What Are the Best Retraction Distance & Speed Settings?

Retraction settings are when your 3D printer pulls filament back inside the extruder to avoid the melted filament moving out of the nozzle while the print head is moving.

Retraction settings are useful for increasing the quality of prints and to reduce the occurrence of print imperfections like stringing, oozing, blobs, and zits.

Found under the “Travel” section in Cura, Retraction has to be enabled first. After doing so, you’ll be able to adjust Retraction Distance and Retraction Speed.

Best Settings for 3D Printer - Cura Retraction Settings - 3D Printerly

Best Retraction Distance Setting

Retraction Distance or Length is how far the filament is pulled back in the hot end within the extrusion path. The best retraction setting depends on your specific 3D printer and whether you have a Bowden-style or a Direct Drive extruder.

For Bowden extruders, the Retraction Distance is best set between 4mm-7mm. For 3D printers that use a Direct Drive setup, the recommended Retraction Length range is 1mm-4mm. 

The default Retraction Distance value in Cura is 5mm. Reducing this setting would mean that you’re pulling the filament back in the hot end less, while increasing it would simply lengthen how far the filament is pulled back.

An extremely small Retraction Distance would mean that the filament isn’t pushed back enough and would cause string. Similarly, a too high value of this setting could jam or clog your extruder nozzle.

What you can do is begin at the middle of these ranges, depending on what extrusion system you have. For Bowden-style extruders, you can test your prints at a Retraction Distance of 5mm and check how the quality turns out.

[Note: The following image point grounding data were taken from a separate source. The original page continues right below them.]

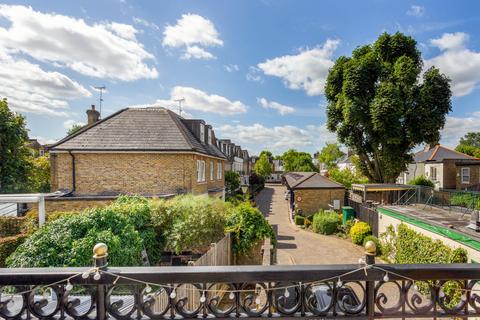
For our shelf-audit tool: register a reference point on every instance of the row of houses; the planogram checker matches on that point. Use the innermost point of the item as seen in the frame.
(150, 151)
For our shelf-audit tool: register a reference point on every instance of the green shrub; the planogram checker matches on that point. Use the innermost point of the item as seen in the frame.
(8, 245)
(378, 245)
(68, 241)
(359, 231)
(299, 220)
(413, 247)
(248, 226)
(189, 222)
(422, 181)
(326, 222)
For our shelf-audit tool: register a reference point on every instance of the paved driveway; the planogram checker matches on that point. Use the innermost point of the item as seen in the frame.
(297, 246)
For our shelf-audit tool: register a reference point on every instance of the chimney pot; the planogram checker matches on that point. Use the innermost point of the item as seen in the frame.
(92, 115)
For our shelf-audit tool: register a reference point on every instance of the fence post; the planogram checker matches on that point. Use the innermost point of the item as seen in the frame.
(370, 251)
(100, 253)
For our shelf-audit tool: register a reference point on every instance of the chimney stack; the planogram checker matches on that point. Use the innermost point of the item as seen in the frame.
(93, 115)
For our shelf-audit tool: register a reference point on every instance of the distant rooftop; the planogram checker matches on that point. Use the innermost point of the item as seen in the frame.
(310, 180)
(440, 153)
(137, 129)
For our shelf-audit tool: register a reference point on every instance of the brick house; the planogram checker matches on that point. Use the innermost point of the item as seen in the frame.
(148, 151)
(310, 192)
(446, 168)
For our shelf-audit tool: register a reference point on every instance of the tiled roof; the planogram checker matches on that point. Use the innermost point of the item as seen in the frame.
(137, 129)
(310, 180)
(438, 154)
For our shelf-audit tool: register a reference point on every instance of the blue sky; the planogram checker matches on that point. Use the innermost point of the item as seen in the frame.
(253, 69)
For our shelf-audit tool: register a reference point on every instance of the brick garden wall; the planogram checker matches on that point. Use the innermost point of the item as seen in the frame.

An even better way to calibrate your Retraction Distance is by printing a retraction tower in Cura as shown in the video in the previous section. Doing so would drastically increase your chances of getting the best Retraction Distance value for your 3D printer.

Here is the video again so you can follow the retraction calibration steps.

The retraction tower is composed of 5 blocks, each indicating a specific Retraction Distance or Speed value that you set. You can begin printing the tower at 2mm and work your way up with 1mm increments.

After finishing, check yourself which parts of the tower look the highest quality. You can also choose to determine the top 3 and print a retraction tower one more time using those 3 best values, then using more precise increments.

Best Retraction Speed Setting

Retraction Speed is simply the speed at which the filament is pulled back in the hot end. Right alongside Retraction Length, Retraction Speed is a fairly important setting that’s needed to be looked at.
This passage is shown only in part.